I want to compute the concordance of the platinum genomes na12878 vs 100 of my own na12878 sequences.
The hl.concordance()
function seems like a good choice. However, it requires that you have two MatrixTables with matching sample names (it does not support 1:many comparison).
To get around this requirement, I thought I would:
- create a MatrixTable with a single sample of PG NA12878 (called pg_biallelic_vars_chr22)
- iteratively
union_cols()
this to itself 100x (na12878_pg_100x) - duplicate my_na12878 sample ids, and key off these in the na12878_pg_100x
- save the 100x file so I could do other things with it (such as concordance)
This is the code I came up with (note that I filtered the PG calls down to biallelic and chr22 only):
n_samples = 100
na12878_pg_100x = pg_biallelic_vars_chr22
for n in range(1,n_samples):
na12878_pg_100x = na12878_pg_100x.union_cols(pg_biallelic_vars_chr22)
na12878_pg_100x = na12878_pg_100x.add_col_index()
# we need the keyed sample name to match for the "concordance" calculation, so take it from the real na12878 samples
na12878_pg_100x = na12878_pg_100x.annotate_cols(s2=hl.array(my_na12878.s.take(n_samples))[hl.int(na12878_pg_100x.col_idx)])
na12878_pg_100x = na12878_pg_100x.key_cols_by('s2')
na12878_pg_100x.cols().show(25)
fname = 's3://my-s3-path/samples_one_by_one.mt'
na12878_pg_100x.write(fname, overwrite=True) # <-- this is where it fails
na12878_pg_100x = hl.read_matrix_table(fname)
(Note that the code fails with writing no matter if i set stage_locally
to True
or False
.)
I am able to run the above code with n_samples=25
, but it fails at 50 or more with the following error:
FatalError: StackOverflowError: null
Java stack trace:
org.apache.spark.SparkException: Job aborted due to stage failure: Task 0 in stage 81.0 failed 4 times, most recent failure: Lost task 0.3 in stage 81.0 (TID 821, ip-172-19-23-116.ec2.internal, executor 153): java.lang.StackOverflowError
at org.apache.spark.util.ByteBufferInputStream.read(ByteBufferInputStream.scala:49)

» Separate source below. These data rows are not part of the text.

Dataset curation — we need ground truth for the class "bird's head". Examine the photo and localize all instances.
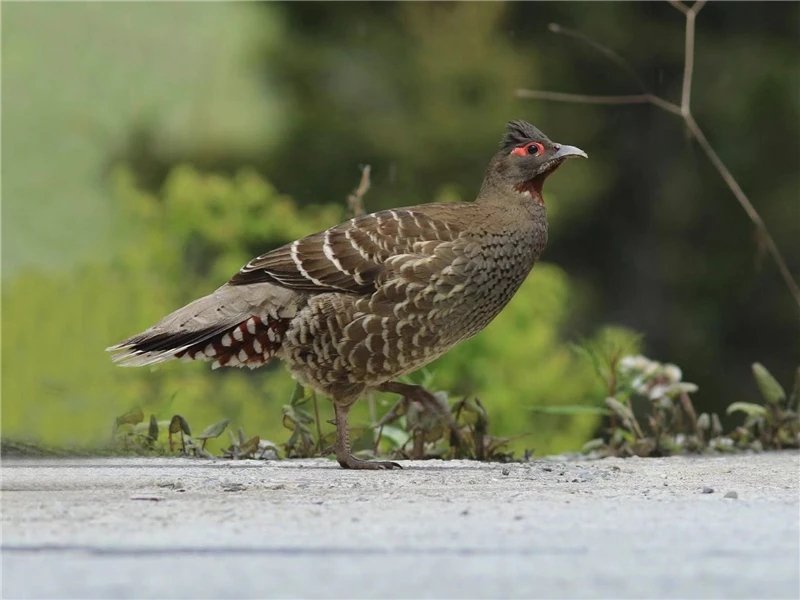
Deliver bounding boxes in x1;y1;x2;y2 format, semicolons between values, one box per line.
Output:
489;121;589;200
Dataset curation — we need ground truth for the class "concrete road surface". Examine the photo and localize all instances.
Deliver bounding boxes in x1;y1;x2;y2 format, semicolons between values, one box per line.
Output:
2;452;800;598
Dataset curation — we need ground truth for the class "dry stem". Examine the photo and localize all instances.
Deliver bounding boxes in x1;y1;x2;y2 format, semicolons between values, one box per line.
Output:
516;0;800;307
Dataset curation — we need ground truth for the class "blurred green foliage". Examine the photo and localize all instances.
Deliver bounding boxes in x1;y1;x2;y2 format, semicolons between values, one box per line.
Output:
3;166;612;451
2;2;800;458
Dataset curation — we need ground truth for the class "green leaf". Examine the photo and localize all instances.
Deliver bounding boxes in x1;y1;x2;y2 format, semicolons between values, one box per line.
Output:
147;415;158;442
753;363;786;404
169;415;192;435
530;404;611;415
195;419;231;440
726;402;767;417
117;407;144;427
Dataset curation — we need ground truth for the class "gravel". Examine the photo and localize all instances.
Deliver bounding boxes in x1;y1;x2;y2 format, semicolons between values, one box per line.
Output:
2;452;800;598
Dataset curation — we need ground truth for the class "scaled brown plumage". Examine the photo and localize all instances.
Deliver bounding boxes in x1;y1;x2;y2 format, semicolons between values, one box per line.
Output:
109;121;586;469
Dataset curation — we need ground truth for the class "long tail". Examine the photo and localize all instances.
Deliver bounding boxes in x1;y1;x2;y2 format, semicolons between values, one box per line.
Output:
106;284;298;369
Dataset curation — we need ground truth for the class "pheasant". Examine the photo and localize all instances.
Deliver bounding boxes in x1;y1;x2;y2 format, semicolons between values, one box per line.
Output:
108;121;587;469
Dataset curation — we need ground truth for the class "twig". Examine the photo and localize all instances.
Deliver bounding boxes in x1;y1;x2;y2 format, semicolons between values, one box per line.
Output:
347;165;371;217
516;89;681;115
516;5;800;307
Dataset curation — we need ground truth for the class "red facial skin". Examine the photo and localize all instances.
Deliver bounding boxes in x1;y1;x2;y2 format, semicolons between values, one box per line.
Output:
511;142;544;156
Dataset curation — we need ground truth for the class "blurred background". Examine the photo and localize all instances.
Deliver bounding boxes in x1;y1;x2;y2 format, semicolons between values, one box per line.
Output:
2;2;800;453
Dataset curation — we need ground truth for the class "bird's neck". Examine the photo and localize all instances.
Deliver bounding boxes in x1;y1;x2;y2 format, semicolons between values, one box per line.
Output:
476;176;544;206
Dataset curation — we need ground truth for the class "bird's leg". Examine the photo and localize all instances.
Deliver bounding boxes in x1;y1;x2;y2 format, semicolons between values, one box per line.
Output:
378;381;466;455
333;401;402;470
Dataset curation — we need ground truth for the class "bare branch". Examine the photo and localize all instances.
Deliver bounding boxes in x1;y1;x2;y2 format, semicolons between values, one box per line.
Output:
514;89;681;116
347;165;371;217
515;0;800;306
667;0;689;15
686;115;800;305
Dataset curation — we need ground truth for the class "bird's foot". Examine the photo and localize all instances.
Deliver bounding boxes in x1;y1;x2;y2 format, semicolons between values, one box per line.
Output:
336;454;403;471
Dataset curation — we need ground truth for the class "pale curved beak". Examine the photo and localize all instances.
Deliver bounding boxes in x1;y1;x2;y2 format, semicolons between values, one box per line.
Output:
555;144;589;158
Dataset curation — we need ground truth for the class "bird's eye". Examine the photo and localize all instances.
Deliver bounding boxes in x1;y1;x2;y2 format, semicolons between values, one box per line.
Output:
511;142;544;156
525;142;544;156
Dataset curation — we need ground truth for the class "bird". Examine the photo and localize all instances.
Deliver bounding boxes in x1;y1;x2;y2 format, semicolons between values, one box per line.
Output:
107;120;588;470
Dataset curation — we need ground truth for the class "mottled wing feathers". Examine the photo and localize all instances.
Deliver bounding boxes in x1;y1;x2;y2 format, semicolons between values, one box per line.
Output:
225;207;460;294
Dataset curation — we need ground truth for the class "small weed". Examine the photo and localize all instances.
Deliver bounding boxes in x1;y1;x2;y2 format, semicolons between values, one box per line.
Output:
562;345;800;457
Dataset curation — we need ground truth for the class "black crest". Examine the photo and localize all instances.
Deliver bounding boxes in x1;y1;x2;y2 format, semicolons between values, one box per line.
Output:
500;120;548;150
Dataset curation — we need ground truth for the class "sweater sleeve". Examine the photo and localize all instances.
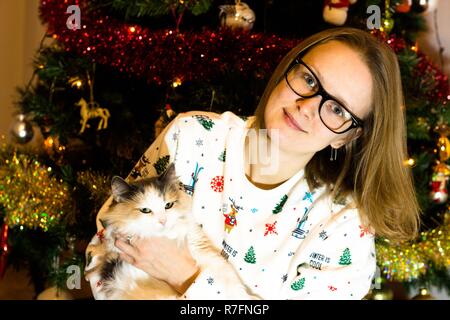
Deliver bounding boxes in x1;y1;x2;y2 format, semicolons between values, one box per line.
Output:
283;209;376;300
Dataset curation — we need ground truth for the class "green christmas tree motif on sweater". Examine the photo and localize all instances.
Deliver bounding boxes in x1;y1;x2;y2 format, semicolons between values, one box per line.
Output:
339;248;352;266
153;155;170;175
219;149;227;162
272;194;288;214
244;246;256;263
193;115;214;131
291;278;305;291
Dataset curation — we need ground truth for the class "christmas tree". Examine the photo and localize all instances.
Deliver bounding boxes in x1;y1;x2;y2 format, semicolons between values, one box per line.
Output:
0;0;450;293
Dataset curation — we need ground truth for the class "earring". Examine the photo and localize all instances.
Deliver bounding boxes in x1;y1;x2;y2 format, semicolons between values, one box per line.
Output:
330;147;338;161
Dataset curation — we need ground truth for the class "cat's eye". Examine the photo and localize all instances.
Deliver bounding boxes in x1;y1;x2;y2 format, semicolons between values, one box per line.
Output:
139;208;152;214
166;202;175;210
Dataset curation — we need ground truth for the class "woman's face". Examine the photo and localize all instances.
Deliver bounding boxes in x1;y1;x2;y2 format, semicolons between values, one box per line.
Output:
264;41;372;154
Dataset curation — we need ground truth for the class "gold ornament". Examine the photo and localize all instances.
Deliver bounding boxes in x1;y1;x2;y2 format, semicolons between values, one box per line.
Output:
411;288;436;300
380;0;394;34
10;114;34;144
75;65;111;134
69;77;83;89
434;122;450;162
75;98;111;133
219;0;256;31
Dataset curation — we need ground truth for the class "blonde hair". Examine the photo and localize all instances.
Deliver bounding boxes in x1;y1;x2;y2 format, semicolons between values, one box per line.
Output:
254;28;420;241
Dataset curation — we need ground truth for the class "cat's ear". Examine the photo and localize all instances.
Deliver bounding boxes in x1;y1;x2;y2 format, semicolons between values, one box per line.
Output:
159;162;177;184
111;176;132;202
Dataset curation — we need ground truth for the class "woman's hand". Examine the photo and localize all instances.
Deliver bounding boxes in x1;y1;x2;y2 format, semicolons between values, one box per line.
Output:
115;237;200;294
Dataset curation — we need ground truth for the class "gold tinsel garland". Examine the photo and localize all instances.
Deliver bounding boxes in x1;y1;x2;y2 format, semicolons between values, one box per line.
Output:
0;143;71;231
376;211;450;281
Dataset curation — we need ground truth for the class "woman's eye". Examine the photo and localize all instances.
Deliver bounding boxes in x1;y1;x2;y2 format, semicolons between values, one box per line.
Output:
303;73;316;89
331;104;344;117
166;202;174;209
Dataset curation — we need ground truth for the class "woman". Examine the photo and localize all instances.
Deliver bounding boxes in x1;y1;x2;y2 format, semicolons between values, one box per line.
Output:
87;28;419;299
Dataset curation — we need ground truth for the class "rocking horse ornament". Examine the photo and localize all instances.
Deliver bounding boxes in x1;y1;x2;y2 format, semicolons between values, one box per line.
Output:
75;98;111;133
75;65;111;134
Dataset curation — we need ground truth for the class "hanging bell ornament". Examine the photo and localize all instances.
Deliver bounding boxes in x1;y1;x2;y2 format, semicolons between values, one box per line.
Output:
10;114;34;144
411;288;436;300
219;0;256;31
430;163;450;204
395;0;412;13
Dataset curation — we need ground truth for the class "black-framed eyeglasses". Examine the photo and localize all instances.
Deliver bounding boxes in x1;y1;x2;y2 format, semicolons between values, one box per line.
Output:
284;58;364;134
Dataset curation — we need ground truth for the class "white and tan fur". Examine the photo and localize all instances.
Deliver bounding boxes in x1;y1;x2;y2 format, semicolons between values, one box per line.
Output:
86;164;254;299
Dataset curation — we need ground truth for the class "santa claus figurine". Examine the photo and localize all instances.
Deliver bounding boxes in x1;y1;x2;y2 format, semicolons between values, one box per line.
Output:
323;0;357;26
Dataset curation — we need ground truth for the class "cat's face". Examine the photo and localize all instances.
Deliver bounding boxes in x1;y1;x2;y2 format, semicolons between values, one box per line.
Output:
110;165;188;235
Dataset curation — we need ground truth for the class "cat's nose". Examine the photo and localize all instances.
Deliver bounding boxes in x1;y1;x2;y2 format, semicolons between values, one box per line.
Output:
158;216;167;225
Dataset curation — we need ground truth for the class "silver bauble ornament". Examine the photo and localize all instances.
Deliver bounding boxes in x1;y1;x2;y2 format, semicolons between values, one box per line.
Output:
10;114;34;144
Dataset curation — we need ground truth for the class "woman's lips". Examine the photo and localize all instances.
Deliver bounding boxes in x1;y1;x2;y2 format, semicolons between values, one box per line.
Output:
283;108;308;133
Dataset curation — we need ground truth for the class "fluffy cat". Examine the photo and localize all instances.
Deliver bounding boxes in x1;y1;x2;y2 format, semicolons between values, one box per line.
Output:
86;164;255;300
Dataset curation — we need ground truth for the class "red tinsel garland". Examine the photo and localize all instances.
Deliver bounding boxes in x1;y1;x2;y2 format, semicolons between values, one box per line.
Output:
40;0;450;104
40;0;299;84
385;35;450;105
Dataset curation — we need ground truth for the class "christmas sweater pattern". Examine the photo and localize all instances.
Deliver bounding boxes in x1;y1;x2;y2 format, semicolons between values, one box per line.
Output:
87;111;376;299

at java.io.ObjectInputStream$PeekInputStream.read(ObjectInputStream.java:2662)
at java.io.ObjectInputStream$PeekInputStream.readFully(ObjectInputStream.java:2678)
at java.io.ObjectInputStream$BlockDataInputStream.readInt(ObjectInputStream.java:3179)

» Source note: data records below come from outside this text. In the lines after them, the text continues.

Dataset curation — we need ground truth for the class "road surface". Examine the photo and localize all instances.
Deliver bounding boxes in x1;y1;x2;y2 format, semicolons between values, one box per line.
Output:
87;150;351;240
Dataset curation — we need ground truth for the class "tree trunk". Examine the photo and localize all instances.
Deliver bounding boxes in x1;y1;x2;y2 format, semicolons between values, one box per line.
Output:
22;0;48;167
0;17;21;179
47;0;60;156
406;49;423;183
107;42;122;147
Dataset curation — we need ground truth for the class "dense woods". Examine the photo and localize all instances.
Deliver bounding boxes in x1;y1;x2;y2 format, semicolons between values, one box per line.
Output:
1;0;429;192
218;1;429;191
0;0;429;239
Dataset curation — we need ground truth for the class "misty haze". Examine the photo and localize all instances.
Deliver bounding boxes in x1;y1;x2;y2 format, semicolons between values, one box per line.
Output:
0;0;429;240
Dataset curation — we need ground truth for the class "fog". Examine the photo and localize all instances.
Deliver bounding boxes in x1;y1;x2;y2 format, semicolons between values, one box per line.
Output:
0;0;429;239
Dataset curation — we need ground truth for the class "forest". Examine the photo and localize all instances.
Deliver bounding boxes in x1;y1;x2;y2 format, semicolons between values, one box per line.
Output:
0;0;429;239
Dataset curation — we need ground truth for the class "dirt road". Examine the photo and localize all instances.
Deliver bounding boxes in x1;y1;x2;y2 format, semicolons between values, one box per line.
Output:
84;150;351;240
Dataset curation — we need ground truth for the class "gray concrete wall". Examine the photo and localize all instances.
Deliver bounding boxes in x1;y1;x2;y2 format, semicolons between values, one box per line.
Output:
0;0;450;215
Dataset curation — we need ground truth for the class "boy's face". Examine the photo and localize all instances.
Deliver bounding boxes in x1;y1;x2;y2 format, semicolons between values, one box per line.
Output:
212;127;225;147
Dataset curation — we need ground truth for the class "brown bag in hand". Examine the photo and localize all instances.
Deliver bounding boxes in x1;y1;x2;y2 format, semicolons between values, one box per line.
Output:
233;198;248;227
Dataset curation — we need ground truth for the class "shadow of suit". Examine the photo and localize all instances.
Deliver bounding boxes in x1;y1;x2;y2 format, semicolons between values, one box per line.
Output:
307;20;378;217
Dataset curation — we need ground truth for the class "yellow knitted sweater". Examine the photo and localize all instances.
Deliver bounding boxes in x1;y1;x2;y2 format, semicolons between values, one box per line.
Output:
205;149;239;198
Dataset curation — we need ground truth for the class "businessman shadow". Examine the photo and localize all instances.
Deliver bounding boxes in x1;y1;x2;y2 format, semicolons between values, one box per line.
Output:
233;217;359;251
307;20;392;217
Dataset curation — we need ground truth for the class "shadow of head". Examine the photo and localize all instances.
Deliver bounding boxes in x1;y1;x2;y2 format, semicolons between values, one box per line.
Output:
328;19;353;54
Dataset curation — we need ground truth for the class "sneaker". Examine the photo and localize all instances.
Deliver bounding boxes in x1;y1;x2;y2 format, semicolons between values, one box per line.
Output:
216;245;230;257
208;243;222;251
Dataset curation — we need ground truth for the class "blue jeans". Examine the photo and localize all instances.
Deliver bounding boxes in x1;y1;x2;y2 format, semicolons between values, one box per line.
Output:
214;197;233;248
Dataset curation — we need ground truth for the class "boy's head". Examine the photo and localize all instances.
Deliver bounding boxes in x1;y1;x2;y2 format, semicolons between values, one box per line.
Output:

at java.io.ObjectInputStream.readHandle(ObjectInputStream.java:1683)
at java.io.ObjectInputStream.readObject0(ObjectInputStream.java:1552)
at java.io.ObjectInputStream.defaultReadFields(ObjectInputStream.java:2286)

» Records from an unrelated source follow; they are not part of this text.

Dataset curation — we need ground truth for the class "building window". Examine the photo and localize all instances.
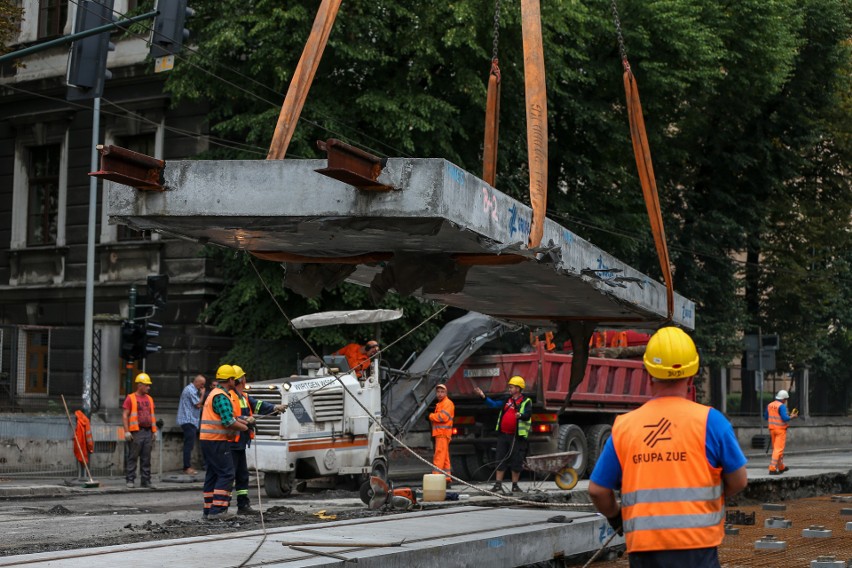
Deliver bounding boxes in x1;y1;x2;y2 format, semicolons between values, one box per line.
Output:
116;132;156;241
24;330;50;394
38;0;68;39
27;144;60;246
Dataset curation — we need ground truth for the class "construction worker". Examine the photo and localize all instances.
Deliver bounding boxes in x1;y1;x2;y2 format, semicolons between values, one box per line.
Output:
121;373;157;489
589;327;748;568
177;375;207;475
228;365;287;515
333;339;379;378
74;410;95;479
763;389;798;475
473;376;532;494
429;384;456;487
200;365;249;521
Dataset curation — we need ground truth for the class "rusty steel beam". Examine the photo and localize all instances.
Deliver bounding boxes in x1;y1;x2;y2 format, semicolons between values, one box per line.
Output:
89;144;166;191
315;138;393;191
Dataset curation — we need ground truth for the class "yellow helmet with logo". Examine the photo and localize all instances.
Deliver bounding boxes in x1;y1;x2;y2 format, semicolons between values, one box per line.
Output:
133;373;151;385
216;365;236;381
643;327;698;380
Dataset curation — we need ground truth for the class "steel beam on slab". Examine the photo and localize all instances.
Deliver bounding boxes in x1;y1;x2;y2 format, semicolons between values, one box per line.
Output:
107;158;695;329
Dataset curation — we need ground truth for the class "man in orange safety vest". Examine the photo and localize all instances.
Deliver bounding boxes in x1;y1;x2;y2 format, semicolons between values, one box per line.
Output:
589;327;748;568
429;384;456;487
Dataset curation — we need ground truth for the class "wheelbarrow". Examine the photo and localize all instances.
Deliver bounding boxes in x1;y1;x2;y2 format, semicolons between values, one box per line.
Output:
524;452;580;491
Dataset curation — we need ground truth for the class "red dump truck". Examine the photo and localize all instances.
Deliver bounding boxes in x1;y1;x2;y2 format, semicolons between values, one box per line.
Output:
447;342;694;480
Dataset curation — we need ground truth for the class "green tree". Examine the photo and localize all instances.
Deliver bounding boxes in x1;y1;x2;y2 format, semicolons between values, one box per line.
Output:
168;0;849;394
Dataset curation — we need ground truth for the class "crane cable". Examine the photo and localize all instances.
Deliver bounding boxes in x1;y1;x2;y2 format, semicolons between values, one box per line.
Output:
612;0;674;321
246;255;591;509
482;0;501;187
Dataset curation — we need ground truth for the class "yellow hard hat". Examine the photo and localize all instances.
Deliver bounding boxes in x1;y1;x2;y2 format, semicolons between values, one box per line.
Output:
643;327;698;380
216;365;236;381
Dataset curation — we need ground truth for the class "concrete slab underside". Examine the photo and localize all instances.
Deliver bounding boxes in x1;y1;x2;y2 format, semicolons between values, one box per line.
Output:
108;158;695;329
0;507;622;568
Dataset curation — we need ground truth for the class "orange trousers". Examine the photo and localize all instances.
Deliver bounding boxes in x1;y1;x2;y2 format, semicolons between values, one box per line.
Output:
769;428;787;471
432;436;453;483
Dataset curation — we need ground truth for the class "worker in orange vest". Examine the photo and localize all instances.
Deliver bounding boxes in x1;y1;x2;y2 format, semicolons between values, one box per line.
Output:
333;339;379;378
429;384;456;487
199;365;249;521
74;410;95;479
121;373;157;489
589;327;748;568
763;389;799;475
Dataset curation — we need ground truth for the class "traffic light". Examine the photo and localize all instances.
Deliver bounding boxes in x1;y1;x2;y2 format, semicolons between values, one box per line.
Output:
121;320;146;361
150;0;195;57
65;0;115;101
142;320;163;357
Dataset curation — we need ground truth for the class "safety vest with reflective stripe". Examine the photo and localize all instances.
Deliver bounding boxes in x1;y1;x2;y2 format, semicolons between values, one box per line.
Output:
766;400;787;430
199;387;240;442
494;395;532;438
429;397;456;438
612;397;725;552
228;390;254;442
127;392;157;432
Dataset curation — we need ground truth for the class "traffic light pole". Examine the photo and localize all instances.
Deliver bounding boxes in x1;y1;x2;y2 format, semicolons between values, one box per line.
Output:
124;284;136;396
0;10;159;63
83;98;101;416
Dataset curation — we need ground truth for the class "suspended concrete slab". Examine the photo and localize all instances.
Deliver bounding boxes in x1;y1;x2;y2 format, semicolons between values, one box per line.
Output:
102;158;695;329
0;507;624;568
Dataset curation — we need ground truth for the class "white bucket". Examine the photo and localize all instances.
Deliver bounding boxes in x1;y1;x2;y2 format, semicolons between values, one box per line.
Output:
423;473;447;501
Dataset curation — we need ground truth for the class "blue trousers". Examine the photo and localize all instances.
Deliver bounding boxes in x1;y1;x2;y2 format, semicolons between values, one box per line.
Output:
627;548;719;568
201;440;234;517
180;422;198;469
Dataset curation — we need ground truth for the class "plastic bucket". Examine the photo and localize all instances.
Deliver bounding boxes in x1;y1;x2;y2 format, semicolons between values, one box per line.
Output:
423;473;447;501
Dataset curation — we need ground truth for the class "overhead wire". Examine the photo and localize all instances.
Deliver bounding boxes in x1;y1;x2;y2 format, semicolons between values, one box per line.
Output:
62;0;411;157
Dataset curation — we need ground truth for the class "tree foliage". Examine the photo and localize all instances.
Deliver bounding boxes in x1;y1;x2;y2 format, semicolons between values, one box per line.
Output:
168;0;852;392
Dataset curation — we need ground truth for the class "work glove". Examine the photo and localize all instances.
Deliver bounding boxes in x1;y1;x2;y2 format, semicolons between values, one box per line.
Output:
606;509;624;536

at java.io.ObjectInputStream.readSerialData(ObjectInputStream.java:2210)
at java.io.ObjectInputStream.readOrdinaryObject(ObjectInputStream.java:2068)
at java.io.ObjectInputStream.readObject0(ObjectInputStream.java:1572)
...
at java.io.ObjectInputStream.readObject0(ObjectInputStream.java:1572)
at java.io.ObjectInputStream.defaultReadFields(ObjectInputStream.java:2286)
at java.io.ObjectInputStream.readSerialData(ObjectInputStream.java:2210)
at java.io.ObjectInputStream.readOrdinaryObject(ObjectInputStream.java:2068)
at java.io.ObjectInputStream.readObject0(ObjectInputStream.java:1572)
at java.io.ObjectInputStream.readObject(ObjectInputStream.java:430)
at scala.collection.immutable.List$SerializationProxy.readObject(List.scala:479)
at sun.reflect.GeneratedMethodAccessor1.invoke(Unknown Source)
at sun.reflect.DelegatingMethodAccessorImpl.invoke(DelegatingMethodAccessorImpl.java:43)
at java.lang.reflect.Method.invoke(Method.java:498)
at java.io.ObjectStreamClass.invokeReadObject(ObjectStreamClass.java:1170)
at java.io.ObjectInputStream.readSerialData(ObjectInputStream.java:2177)
Hail version: 0.2-961f76d14f1e
Error summary: StackOverflowError: null
So there are two issues to address here:
- why is this having trouble writing to the file?
- is there a better way to do the 1:many calculation for the na12878 comparisons.